Another object of the present invention is to provide a straddle mount connector having an adjustable insulated separating portion to properly isolate terminal tail ends from legs of the grounding member at all times, even though the connector may be installed onto at least two printed circuit boards each having a different board thickness from the other.
Another object of the present invention is to provide a straddle mount connector having an adjustable insulated separating portion to assemble terminals and the grounding member mechanically rather than using the expensive process of insert molding when tail ends of terminals and legs of the grounding member vary to be mounted on at least two different printed circuit boards.
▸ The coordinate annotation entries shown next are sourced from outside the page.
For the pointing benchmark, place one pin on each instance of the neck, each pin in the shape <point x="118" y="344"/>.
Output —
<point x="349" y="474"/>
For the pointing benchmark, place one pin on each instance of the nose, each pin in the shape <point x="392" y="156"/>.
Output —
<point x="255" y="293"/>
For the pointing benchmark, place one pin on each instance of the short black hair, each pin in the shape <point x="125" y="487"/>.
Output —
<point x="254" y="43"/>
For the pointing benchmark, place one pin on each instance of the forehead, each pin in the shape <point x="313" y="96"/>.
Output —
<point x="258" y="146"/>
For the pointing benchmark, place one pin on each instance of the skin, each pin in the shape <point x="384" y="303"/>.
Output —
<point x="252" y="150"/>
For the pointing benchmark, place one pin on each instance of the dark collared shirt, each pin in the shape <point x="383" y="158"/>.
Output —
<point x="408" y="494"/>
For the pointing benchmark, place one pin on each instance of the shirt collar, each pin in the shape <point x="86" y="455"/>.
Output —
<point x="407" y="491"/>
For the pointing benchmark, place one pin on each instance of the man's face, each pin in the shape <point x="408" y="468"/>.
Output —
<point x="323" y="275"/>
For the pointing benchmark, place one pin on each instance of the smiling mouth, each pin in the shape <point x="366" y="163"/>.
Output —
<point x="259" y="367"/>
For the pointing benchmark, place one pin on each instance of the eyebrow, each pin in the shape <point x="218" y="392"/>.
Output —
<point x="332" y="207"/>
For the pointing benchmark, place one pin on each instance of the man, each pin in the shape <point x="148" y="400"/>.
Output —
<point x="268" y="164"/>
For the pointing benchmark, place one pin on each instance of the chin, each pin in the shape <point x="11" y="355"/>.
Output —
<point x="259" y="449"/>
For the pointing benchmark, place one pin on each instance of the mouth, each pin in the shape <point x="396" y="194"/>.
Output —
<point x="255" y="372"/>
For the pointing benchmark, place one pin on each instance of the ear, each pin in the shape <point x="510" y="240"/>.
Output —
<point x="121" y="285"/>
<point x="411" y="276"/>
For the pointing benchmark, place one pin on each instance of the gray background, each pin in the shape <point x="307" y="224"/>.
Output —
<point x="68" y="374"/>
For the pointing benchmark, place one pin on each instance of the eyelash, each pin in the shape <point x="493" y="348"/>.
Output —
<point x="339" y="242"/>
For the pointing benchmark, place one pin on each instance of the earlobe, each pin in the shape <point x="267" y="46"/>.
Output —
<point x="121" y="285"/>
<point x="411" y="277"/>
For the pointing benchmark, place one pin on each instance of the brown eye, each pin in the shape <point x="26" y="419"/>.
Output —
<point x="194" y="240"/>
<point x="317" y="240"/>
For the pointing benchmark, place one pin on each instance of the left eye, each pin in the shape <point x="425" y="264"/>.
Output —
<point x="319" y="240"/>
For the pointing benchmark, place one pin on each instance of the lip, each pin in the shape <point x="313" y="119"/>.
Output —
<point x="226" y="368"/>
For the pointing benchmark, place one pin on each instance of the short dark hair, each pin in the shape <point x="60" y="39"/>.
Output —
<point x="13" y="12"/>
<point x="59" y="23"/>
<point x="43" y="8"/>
To obtain the above objects, an electrical connector straddle-mounted on an edge of a printed circuit board includes an insulative housing having an elongated groove for mating. A plurality of receiving channels each used to receive a support subassembly is formed adjacently to and communicated with the mating groove. The support subassembly includes a plane-like base having a plurality of parallel arranged passageways formed on one surface of the base and a protrusion formed on the other. Pin-like signal terminals are inserted into the passageways respectively along the surface of the base and a plate-like grounding member is installed abutting against the other surface of the support subassembly to be fixed on the protrusion. A bar portion transversely protruding from the surface of the base having passageways, several holding portions formed in a hook shape on one edge side of the grounding member and the protrusion are all used to stop the insertion of the support subassembly when it is assembled into the housing. Every terminal includes an engaging end exposed to the mating groove once the terminal is inserted into the housing accompanying the support subassembly, and a tail end extending out of the receiving channel in a suspended status. And the grounding member includes a plurality of contacting legs extending away from the grounding member for a predetermined distance and being suspended similar to the tail end of every terminal.
Specifically, a hinge portion with a thinned area on the base and defines an elongate notch thereon. The hinge portion is a hinge area used to facilitate relocating the separating portion relative to the base. Therefore, the separating portion of the base can always be positioned between the tail ends of terminals and the contacting legs of the grounding member to electrically insulate them from each other though the shape of tail ends and contacting legs are changed to be mounted on another desired printed circuit board with a different thickness. And the separating portion can be moved for the ease of assembling every terminal and grounding member when they are put together to form the support subassembly being inserted into the housing.